Lake and Sumter Style Magazine
5:06 pm EST
Friday, February 26, 2021

IN THE VILLAGES: Villages Gals Think Ink


It seems like more and more women in The Villages are sporting tattoos, or what many call body art.

From a modest red rose on the ankle, to a more obvious “full sleeve” of body art on the arm, to a tattoo strategically placed where only a privileged few can admire it, body art is gaining in popularity with our female retirees.

Village of Chatham resident Terri Jordan says for her, it’s all about the story behind each of her six tattoos. The 58-year-old Maine native got her first tattoo when she was just 41, several months after her dad passed. Terri decided a green shamrock tattoo would be a wonderful way to honor her very Irish father.

Another tattoo (on her lower arm) honors Terri’s terminally-ill mom who suffered for years with COPD and bladder cancer. The tattoo? A beautiful orchard. Although her mom was not a great fan of tattoos, she grudgingly admitted to that if Terri had to get one, an orchard would be a fine choice. So, mother and daughter designed the tattoo together, and to this day, it brings Terri back to that moment where two generations shared something very special.

Several other tattoos are dedicated to Terri’s son, Kyle, including her most recent ink —black roses on one of her legs. Her son had been struggling with anxiety issues for many years when Terri asked him what his favorite flower was. Kyle responded, ‘black roses’. Terri designed the tattoo to reflect her belief that there is beauty in everything — even black roses.

Considering a tattoo? Terri suggests you take your time and think it through. The procedure is not cheap. (Rates range from $50 to hundreds of dollars depending on the size and complexity of the tattoo.) Most importantly, it’s permanent. She advises that you choose your tattoo parlor carefully, make sure it’s clean and has been in business for a while.

Does she have any regrets? Terri said no. The attention her tattoos get don’t bother the outgoing Villager one bit. In fact, her pickleball cohorts are so taken by her tattoos they nicknamed her “Tats”.

Village of Briar Meadow resident Marby Morgan also has a tattoo, and like Terri, there’s a story behind her body art. The 70-year-old said her daughter, Deb, died in a car accident when the young woman was just 26. Engaged to be married, Deb was in a wonderful place in her life when a man ran a red light and hit the passenger side of the car Deb’s fiancé was driving.

Several years later, Marby decided to get a memorial tattoo. She said her daughter was always fascinated by owls and many a conversation centered on those majestic birds. It just made sense to Marby that the tattoo should be an owl. After reviewing different designs, the New Jersey native chose a tattoo of a Northwest Indian owl. Marby said now it’s just a part of her and it makes her feel good.
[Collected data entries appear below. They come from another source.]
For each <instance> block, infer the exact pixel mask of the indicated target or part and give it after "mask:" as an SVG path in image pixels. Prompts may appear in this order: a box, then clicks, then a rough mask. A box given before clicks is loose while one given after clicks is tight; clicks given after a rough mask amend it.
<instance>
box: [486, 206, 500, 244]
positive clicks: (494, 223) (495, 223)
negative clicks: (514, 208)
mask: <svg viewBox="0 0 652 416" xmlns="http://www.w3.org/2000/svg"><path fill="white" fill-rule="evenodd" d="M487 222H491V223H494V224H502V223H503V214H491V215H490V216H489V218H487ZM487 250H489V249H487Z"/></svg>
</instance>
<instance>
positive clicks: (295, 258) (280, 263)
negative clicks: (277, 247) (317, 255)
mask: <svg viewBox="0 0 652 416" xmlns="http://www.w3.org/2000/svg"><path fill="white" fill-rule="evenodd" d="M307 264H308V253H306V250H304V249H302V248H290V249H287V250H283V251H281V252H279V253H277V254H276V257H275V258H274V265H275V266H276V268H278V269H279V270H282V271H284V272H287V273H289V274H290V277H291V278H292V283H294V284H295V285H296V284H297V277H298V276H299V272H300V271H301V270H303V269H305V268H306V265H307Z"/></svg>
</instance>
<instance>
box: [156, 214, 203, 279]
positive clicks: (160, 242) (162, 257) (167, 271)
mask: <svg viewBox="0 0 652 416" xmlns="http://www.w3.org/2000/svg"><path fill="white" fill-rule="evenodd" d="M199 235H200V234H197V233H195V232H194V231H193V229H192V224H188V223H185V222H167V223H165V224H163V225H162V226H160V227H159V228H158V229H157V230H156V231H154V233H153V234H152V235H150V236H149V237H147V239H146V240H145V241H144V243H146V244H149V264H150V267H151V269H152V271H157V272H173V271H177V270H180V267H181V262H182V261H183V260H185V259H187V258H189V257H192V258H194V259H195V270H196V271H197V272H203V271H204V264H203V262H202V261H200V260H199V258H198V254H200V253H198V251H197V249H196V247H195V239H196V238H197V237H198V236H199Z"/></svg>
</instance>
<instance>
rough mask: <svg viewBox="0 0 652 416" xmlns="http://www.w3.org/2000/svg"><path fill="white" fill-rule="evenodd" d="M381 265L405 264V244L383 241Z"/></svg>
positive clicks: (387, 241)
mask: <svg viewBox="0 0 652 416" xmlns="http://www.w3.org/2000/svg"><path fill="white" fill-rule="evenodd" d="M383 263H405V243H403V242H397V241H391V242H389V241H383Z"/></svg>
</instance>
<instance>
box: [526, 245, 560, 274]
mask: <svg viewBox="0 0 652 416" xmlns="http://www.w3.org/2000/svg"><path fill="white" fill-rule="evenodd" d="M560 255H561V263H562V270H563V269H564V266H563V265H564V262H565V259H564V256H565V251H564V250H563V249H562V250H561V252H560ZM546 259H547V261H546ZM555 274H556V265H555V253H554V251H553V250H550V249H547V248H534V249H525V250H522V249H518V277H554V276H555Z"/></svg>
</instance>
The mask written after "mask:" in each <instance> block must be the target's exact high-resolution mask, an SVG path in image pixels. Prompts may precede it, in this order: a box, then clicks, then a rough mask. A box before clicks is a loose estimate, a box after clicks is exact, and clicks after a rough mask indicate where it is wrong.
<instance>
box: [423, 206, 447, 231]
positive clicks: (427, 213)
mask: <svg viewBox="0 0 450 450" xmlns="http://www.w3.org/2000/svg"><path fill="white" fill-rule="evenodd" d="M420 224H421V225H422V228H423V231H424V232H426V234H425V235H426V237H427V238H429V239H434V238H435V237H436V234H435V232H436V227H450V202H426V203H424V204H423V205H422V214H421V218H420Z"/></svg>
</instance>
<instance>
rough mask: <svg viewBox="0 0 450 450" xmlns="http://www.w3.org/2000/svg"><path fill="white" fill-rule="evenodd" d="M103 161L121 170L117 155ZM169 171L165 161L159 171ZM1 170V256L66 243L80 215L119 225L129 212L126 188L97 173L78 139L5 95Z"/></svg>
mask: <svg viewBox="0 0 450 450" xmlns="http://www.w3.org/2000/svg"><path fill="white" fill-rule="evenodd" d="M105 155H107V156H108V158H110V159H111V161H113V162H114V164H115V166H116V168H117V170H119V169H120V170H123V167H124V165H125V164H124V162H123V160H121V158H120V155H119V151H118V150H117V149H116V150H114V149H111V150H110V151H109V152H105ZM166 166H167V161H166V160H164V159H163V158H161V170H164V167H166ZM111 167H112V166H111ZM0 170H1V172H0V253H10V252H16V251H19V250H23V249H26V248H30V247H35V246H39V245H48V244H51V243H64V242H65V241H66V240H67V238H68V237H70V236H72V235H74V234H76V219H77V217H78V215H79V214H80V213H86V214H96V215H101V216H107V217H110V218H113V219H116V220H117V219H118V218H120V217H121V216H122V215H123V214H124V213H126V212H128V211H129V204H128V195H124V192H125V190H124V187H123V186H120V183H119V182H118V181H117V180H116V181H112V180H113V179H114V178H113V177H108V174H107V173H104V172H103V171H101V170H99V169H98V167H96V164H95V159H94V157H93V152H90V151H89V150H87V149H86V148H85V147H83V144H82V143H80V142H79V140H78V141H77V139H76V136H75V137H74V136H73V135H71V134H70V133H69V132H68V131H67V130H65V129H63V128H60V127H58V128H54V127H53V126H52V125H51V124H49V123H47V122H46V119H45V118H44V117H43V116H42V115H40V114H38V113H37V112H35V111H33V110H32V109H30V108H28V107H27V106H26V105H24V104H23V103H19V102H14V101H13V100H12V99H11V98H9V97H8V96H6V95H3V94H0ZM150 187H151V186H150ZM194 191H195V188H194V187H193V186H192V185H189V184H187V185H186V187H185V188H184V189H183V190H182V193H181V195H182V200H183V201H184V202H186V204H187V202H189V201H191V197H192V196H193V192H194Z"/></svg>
After listening to Terri’s and Marby’s stories and understanding the rationale behind their tattoos, I realized all of us have ways to remind ourselves of loved ones. It might be a treasured framed photograph on your end table — it might be an old, tattered quilt your grandmother made from scraps of shirts and dresses — or, it might just be a beautiful orchard tattoo or Northwest Indian owl that reminds you of that someone special in your life.